DEVIL WOMAN Comes to The Melbourne Fringe
From the age of 8 up until she was 16, Clare Dea busked every weekend at her local shopping centre in order to put herself through dance school. However, her chosen path as performer was going to be a challenging one as Clare was born with a rare congenital disease called Poland's syndrome. Commonly referred to as the shame disease, Clare was born without her left pectoral muscle and never developed her left breast. By the time she was 14 she had a fully developed right breast and was heading into the throes of puberty armed with a malformed chest and a plummeting confidence level. At 15 her parents, who were now about her mental health, decided to invest in major surgery which involved a muscle transplant and the insertion of a breast expander. This was followed by another surgery at the age of 21, to finally complete her transition to a woman with two breasts. Clare has put her remarkable story into a one woman cabaret show called, Devil Woman for the upcoming Melbourne Fringe Festival which is due to open at the Butterfly Club on the 23rd September 2019.

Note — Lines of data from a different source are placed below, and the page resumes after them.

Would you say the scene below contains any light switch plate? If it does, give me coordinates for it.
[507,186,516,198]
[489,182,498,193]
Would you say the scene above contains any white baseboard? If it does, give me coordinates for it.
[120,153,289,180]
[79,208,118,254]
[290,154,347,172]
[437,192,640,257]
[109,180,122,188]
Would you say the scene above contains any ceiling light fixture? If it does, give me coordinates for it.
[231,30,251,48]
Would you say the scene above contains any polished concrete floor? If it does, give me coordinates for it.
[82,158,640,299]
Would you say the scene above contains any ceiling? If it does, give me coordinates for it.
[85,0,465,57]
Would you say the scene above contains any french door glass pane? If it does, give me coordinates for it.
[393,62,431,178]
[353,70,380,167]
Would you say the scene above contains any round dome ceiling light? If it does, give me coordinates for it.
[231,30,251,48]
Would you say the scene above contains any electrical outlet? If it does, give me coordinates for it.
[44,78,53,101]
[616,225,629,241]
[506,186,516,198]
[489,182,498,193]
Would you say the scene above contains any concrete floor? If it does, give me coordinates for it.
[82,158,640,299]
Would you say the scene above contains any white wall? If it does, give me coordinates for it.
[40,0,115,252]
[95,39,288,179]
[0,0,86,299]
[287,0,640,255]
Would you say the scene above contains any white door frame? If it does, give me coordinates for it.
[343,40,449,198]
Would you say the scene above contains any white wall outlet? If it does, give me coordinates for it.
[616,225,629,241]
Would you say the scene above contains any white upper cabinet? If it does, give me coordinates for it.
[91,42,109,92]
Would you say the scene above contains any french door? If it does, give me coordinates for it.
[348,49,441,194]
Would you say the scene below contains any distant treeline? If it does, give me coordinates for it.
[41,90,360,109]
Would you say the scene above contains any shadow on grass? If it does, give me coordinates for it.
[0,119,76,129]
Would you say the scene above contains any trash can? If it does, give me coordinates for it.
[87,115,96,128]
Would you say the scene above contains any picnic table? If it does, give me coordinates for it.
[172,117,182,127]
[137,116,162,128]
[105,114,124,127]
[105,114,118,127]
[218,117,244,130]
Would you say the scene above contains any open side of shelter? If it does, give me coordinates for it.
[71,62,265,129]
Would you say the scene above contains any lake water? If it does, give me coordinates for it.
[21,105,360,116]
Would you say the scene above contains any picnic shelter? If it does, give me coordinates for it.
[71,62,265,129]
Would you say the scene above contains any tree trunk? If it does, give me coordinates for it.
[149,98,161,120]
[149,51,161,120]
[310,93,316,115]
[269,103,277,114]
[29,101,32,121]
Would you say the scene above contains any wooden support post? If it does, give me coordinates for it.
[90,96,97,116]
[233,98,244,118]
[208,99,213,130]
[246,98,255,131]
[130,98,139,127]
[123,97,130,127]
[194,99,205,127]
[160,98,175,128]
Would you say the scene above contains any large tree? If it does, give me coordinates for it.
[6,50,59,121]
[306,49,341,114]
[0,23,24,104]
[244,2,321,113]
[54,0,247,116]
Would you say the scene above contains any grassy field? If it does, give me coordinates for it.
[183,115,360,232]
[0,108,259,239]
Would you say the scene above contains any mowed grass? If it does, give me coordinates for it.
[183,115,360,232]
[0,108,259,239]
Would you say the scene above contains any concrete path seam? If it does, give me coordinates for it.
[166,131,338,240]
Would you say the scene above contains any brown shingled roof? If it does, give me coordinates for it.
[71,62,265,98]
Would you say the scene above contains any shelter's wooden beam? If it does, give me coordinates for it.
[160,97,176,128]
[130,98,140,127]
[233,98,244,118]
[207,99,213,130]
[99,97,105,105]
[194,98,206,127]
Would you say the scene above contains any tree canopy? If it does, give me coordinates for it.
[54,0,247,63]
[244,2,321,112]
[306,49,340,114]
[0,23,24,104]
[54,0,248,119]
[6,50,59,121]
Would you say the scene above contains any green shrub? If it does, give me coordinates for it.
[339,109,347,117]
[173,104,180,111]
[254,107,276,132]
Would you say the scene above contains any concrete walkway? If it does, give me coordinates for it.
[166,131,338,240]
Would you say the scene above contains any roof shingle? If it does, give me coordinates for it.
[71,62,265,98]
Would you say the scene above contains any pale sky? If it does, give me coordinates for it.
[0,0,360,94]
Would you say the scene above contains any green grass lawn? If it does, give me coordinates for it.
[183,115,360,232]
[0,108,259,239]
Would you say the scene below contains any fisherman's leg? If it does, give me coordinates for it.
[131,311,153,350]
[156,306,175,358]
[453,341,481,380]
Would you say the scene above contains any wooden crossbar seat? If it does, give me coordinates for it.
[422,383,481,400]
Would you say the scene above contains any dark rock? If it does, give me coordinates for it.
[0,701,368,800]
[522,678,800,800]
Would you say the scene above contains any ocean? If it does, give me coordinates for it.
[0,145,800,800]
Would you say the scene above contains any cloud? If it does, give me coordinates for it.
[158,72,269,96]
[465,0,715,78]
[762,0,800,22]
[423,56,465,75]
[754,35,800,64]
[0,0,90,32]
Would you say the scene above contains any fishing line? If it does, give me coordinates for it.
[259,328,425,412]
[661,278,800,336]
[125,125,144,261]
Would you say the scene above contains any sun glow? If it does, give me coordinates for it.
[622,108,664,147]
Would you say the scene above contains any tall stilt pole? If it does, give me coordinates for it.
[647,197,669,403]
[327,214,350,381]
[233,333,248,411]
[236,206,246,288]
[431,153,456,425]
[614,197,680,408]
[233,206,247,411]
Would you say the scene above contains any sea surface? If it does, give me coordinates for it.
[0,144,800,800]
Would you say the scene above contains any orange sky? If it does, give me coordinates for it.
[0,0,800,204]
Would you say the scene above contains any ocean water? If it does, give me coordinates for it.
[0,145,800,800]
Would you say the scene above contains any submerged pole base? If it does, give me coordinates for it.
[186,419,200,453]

Even after all her surgeries and with two equally weighted breasts Clare still felt like a freak. The reality was even though her body had changed, her relationship with her body had not. She spent the next 10 years continuing to hide her secret from everyone in order to pursue her lifelong dream of being a performer. This included relationships with men, including one that lasted 4 years. By the time she was 28 she still hadn't told anyone about her condition. One night she finally confessed to a new lover, she spent the next 8 months crying herself to sleep, before finally seeking help.

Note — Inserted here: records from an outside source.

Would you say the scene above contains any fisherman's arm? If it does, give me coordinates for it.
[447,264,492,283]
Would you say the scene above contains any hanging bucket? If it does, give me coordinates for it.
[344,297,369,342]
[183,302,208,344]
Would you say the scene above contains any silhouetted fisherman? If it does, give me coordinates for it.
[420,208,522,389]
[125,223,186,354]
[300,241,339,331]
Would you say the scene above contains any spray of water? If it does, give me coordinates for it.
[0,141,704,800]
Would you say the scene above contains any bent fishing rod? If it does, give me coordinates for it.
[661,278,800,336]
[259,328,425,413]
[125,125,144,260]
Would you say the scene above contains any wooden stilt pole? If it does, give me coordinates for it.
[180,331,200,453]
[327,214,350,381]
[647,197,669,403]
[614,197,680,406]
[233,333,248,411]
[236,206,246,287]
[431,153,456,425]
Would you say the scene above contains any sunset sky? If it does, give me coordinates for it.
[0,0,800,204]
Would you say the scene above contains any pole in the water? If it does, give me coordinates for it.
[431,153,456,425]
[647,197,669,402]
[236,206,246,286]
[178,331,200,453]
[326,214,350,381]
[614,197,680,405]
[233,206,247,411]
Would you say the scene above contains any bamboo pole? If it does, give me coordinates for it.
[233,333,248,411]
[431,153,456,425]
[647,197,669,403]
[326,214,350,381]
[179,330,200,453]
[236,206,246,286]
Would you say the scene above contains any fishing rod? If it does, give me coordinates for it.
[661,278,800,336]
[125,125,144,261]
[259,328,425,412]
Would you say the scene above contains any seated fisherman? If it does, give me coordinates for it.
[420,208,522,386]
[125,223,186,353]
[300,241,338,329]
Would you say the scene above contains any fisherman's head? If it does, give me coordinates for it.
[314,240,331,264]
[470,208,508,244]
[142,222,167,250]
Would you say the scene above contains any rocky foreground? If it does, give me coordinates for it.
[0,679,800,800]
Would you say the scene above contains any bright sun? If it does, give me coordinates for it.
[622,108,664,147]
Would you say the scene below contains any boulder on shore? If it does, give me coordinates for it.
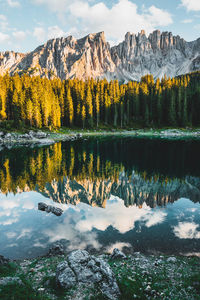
[56,250,120,300]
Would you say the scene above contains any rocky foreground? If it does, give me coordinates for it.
[0,244,200,300]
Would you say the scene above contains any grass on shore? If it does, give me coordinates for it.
[0,254,200,300]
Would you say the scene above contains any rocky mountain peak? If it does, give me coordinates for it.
[0,30,200,81]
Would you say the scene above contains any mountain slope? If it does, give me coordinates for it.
[0,30,200,81]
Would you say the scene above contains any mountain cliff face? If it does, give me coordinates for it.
[0,30,200,81]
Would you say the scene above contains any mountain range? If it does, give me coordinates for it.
[0,30,200,81]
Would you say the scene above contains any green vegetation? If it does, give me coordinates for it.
[0,72,200,130]
[0,253,200,300]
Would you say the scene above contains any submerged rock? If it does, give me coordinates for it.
[0,277,23,286]
[111,248,127,259]
[38,202,63,216]
[167,257,177,263]
[0,255,9,266]
[48,242,65,256]
[56,250,120,299]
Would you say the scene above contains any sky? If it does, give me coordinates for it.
[0,0,200,52]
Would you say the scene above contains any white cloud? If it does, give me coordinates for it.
[32,0,173,42]
[12,31,26,41]
[106,242,132,253]
[181,19,193,24]
[7,0,20,7]
[0,15,8,31]
[48,25,65,39]
[146,5,173,26]
[145,211,167,228]
[181,0,200,11]
[173,222,200,239]
[33,25,67,43]
[32,0,71,13]
[33,27,46,43]
[0,15,7,21]
[69,0,173,41]
[76,197,167,233]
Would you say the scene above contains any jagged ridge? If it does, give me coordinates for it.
[0,30,200,81]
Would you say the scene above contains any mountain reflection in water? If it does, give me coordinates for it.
[0,137,200,258]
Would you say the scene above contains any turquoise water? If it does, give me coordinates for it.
[0,137,200,259]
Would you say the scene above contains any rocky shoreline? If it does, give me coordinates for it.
[0,130,82,150]
[0,243,200,300]
[0,128,200,150]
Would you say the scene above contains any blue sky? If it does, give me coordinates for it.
[0,0,200,52]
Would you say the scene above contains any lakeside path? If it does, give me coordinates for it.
[0,128,200,150]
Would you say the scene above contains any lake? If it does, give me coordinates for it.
[0,136,200,259]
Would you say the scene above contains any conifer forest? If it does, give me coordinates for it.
[0,72,200,129]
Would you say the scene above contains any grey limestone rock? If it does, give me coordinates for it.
[38,202,63,216]
[56,250,120,300]
[111,248,127,259]
[48,242,65,256]
[0,277,23,286]
[0,30,200,81]
[0,255,9,266]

Poland's syndrome is a congenital malformation affecting the chest muscle and hand on one side of the body. The cause of this is still not known, and treatment includes reconstructive surgery and possibly implantation of bioengineered tissue. Poland's syndrome is twice as likely to involve the right side of the body and experts currently are reporting an incidence of one in 10,000 to one in 100,000 live births. For reasons unknown, boys are more likely than girls to have Poland syndrome.
Clare says, "After years of wearing masks and keeping secrets, performing 'Devil Woman' will set me free. Very excited to share this transformational one woman show at The Melbourne Fringe Festival to help others love their imperfections."
Clare's show delves into her uncomfortable, yet remarkably relatable experience with Poland's syndrome. The show will resonate with those of us who have grappled with self-love, body issues, and examine how these things can stop us from feeling confident to pursue our dreams.